Gaskrise: Sozialverbände gegen Einschränkungen für Privathaushalte

Gaskrise: Sozialverbände gegen Einschränkungen für Privathaushalte
Im Falle einer Gasknappheit sind Privathaushalte laut Gesetz prioritär zu versorgen. Dass Wirtschaftsminister Habeck diesen Grundsatz infrage stellt und auf die Bedürfnisse der Industrie verweist, löst Empörung aus.

Berlin (epd). Die Infragestellung des Gas-Vorrangs für private Haushalte durch Wirtschaftsminister Robert Habeck (Grüne) stößt auf scharfe Kritik bei Sozialverbänden und Gewerkschaften. Die Präsidentin des Sozialverbandes VdK, Verena Bentele, sagte den Zeitungen der Funke Mediengruppe (Donnerstag), gerade Familien mit kleinen Kindern, Menschen mit einer Behinderung sowie ältere, chronisch kranke und pflegebedürftige Menschen seien auf eine sichere Versorgung mit Gas angewiesen. Die Deutsche Stiftung Patientenschutz warf Habeck vor, Kranke und Pflegebedürftige zu verunsichern.

Bentele erklärte: „Es geht um elementare Bedürfnisse, wie eine warme Mahlzeit, warmes Wasser oder ein warmes Zimmer, und nicht um Luxusgüter, auf die sich leicht verzichten lässt.“ Die EU habe „aus gutem Grund“ die gesetzliche Regelung getroffen, Privathaushalte im Fall der Gasknappheit besonders zu schützen, erklärte sie. „An der Priorisierung der Privathaushalte darf nicht gerüttelt werden.“ Die Bundesregierung setze sonst die Gesundheit von Menschen „aufs Spiel“.

Der Vorstand der Deutschen Stiftung Patientenschutz, Eugen Brysch, betonte, wer tatsächlich Gas im Winter bekomme, dürfe nicht ein Bundesminister entscheiden. „Der Bundestag ist gefordert, die Frage der Priorisierung allgemeingültig zu klären“, sagte Brysch der „Neuen Osnabrücker Zeitung“ (Donnerstag). Nur so könne der Verunsicherung in der Bevölkerung entgegengetreten werden.

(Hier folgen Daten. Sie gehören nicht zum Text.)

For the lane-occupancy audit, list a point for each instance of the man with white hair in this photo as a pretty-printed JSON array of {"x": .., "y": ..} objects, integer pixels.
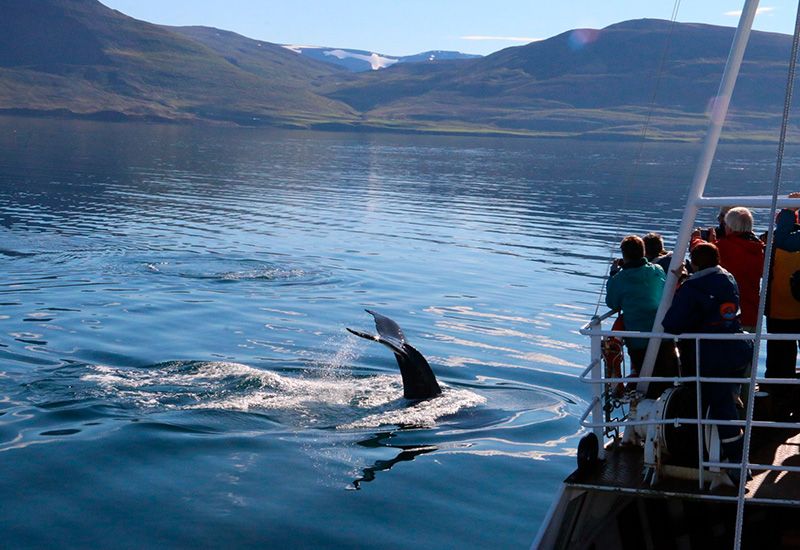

Ver.di-Chef Frank Werneke kritisierte ebenfalls die Überlegungen Habecks. „Es gibt klare europaweite gesetzliche Regelungen: Zuerst sind die Privathaushalte, Schulen, Krankenhäuser und so weiter mit Gas zu versorgen“, sagte Werneke dem „RedaktionsNetzwerk Deutschland“ (Donnerstag). „Wer daran rüttelt, wie aktuell der Bundeswirtschaftsminister, legt einen politischen Brandherd“, betonte der Gewerkschaftschef. „Ich bin sehr dafür, Energie zu sparen, aber das muss freiwillig geschehen.“

Auch der Präsident der Bundesnetzagentur, Klaus Müller, verwies auf die rechtlichen Bestimmungen. „Die deutsche und die europäische Rechtslage sehen vor, private Haushalte bis zum Ende zu schützen“, sagte Müller dem „RedaktionsNetzwerk Deutschland“ (Donnerstag). „Selbst im schlimmsten Szenario wird Deutschland weiter Gas bekommen aus Norwegen und von Terminals aus Belgien oder Holland, demnächst auch direkt von Terminals an der deutschen Küste“, fügte er hinzu.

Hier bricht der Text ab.